Recovered by a nice west country guy, called Andy, we make it back about
eleven pm, direct to the farm where my unit is to offload the truck and
pickup the Panda. I take that home and sleep well. On leaving the next
morning I make it as far as the edge of Coventry before realising the car
has no road tax. That debacle felt like the last, until, two hours later,
on a downhill and twisty section of the A38, the rear brakes fail - pedal
goes to the floor, then starts kicking back at my foot, bouncing up and
down. The final twelve miles are horrible, but I make it to Mum's, where
she's now returned from what thankfully turned out to be a false alarm.
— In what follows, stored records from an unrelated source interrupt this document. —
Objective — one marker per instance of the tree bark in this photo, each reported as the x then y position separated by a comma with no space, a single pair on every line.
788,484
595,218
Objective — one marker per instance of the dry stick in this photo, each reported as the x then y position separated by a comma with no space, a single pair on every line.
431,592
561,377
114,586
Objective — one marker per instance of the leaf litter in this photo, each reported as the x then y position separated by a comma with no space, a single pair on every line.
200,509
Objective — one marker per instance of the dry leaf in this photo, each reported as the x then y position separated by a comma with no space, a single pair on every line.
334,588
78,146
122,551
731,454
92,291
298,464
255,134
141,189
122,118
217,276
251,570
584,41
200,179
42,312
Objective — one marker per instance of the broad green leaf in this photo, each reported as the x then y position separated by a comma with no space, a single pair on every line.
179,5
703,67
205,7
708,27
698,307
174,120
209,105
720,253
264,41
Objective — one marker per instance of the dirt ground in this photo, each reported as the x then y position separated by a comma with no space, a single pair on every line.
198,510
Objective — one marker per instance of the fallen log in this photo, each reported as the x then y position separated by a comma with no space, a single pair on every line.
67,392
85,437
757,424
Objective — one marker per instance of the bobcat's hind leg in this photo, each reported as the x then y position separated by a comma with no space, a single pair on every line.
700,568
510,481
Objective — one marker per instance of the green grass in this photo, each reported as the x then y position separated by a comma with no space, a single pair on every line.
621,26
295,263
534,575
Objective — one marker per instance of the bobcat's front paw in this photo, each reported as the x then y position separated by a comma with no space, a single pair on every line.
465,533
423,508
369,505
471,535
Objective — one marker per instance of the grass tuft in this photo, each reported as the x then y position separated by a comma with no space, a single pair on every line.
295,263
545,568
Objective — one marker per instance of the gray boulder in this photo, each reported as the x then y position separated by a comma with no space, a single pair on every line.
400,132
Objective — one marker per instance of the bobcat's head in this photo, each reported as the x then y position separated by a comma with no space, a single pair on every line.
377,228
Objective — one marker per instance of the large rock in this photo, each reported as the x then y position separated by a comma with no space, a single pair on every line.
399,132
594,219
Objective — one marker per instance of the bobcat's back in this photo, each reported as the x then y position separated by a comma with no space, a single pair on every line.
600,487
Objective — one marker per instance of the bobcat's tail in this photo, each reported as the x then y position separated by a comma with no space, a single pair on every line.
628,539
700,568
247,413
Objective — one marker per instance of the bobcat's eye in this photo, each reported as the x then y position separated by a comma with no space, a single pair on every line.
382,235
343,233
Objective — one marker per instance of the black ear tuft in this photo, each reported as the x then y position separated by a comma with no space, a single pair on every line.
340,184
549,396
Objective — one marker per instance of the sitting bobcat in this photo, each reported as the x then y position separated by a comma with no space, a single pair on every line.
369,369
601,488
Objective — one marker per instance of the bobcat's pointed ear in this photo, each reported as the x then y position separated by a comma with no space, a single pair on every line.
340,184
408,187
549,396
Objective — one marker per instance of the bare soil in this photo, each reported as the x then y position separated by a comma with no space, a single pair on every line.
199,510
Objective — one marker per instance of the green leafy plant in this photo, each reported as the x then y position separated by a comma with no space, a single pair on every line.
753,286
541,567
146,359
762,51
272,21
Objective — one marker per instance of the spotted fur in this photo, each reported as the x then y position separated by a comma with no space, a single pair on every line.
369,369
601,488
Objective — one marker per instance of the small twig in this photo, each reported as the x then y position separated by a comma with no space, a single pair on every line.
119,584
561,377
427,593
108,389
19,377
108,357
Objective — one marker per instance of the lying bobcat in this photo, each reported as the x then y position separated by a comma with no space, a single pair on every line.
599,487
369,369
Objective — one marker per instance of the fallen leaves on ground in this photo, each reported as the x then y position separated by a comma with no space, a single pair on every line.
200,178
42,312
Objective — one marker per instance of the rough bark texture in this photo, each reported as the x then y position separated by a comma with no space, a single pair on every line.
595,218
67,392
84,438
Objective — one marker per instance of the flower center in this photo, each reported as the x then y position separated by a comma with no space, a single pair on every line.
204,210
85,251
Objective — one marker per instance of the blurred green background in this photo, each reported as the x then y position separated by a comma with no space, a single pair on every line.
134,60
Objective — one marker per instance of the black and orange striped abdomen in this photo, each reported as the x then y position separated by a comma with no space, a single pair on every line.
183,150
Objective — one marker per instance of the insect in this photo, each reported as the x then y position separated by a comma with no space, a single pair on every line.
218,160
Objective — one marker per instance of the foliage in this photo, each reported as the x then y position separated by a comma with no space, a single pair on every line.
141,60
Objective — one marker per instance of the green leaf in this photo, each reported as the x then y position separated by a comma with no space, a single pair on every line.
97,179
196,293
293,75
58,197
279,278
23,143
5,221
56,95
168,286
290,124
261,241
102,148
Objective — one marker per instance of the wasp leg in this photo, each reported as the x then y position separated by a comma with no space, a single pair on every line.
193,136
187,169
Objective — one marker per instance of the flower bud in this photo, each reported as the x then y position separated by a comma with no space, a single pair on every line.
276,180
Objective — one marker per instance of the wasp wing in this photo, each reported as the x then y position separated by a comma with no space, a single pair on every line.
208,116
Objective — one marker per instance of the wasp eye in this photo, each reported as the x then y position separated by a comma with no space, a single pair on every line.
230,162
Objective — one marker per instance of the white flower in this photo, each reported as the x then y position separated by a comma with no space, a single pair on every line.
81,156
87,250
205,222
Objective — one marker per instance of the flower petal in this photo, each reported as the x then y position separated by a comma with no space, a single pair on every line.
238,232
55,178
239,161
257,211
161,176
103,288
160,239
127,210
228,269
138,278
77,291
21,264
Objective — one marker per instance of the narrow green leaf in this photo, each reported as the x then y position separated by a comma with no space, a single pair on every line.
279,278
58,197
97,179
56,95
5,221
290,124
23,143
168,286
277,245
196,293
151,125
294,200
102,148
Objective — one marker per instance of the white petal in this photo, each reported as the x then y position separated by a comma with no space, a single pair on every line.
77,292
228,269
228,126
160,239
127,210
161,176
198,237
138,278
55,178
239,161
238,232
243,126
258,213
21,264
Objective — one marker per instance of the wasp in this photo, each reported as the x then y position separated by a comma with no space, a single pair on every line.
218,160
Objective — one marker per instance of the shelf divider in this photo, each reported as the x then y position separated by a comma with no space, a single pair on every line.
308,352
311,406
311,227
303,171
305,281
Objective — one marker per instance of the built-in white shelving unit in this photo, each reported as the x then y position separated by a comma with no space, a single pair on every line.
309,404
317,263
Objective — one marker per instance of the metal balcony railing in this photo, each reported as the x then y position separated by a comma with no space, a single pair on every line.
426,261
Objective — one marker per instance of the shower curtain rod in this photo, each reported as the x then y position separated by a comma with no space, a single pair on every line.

Later inspection reveals the friction material to have delaminated from

the shoe backs on the rear brakes, so two floating crescents of it were
battering their way round the drum. I use Mum's bike - operational but
small for my frame - to get to the local factors to purchase new shoes
and a breaker bar for the shaft nut. I get a couple of strange looks
loading my parts into the handlebar mounted wicker basket and peddle off
up the road.

Onto the point of the post - removing / cleaning and repairing /

replacing a 1KZTE fuel pump. 
Electrical diagnosis with multi meter and power probe showed all sensors
and solenoids to be working OK - I could even hear the spill valve
plunging at the right time but, still, no fuel got past the pump output.
I spent hours checking out the circuits between ECU, ignition and the
pump, then more hours confirming my results with the wiring manuals and
scrawling the forums for experience of the same symptoms. As my sense of
logic and patience drew to a close, I realised that the spill valve was
getting louder every time I applied voltage. It's controlled by a pulsed
signal so direct feed is not the ideal way to test, though in this case
it needed just that in order to unstick itself. After multiple 12V opens
and closes, the harness was reconnected and she sprang into life on first
turn of the key. Proof - spill valve is crudded up. Time to replace. The
36mm hex is slimmer than the valve body itself - i.e. no bloody sockets
here - only spanners. I chopped a fan spanner to fit in the space next to
the pump but there is very little chance of getting out without removing
the pump - I couldn't manage it.

Remove everything on the LHS of the engine bay - air filter housing,
ducting, battery, oil filter, and - once all the connectors have been
removed - push the electrical harnesses out of the way. Access to remove
the cambelt is required and can be done just with the fan and shroud off,
but having the radiator out gives plenty more room and is a good excuse
to flush the cooling circuit out.

Next - follow the manual - everything's in there and there are no real
surprises, though depending on soiling it might be worth scrubbing around
the mounting points on the pump to reveal the fixings - mine had been
previously run on used veg oil which, regardless of filtering, cruds shit
up and leaves nasty deposits that turn chewing gum like with some heat

A custom pusher tool is needed to force the pump out of the timing case -
mount it off the M8 holes for the pump sprocket and remove the woodruff
key from the shaft before pressing.
Once my pump was out I spent a couple of days dismantling and cleaning
with a scraper, a soft wire brush, an electric toothbrush and scrubbing
pad. It was painstaking but worth it to see it on completion. I did a set
of seals and gaskets, the internal filters and the washers on the in and
out ports.
Pump cleaned, rebuilt and ready to refit - slide it back in. Make sure to
pay attention to the scribed timing mark on the LH mounting flange and
match it against the timing case. The injection pipes can be an arse to
route through the intake manifold - take your time and thread gently.
I took the opportunity to do the water pump and all the belts while I had
Once all major fixings are back in, the cam belt is on and lined up, and
the rad returned if it was removed, reconnect all the harnesses and any
critical bits, and test it as soon as is practical.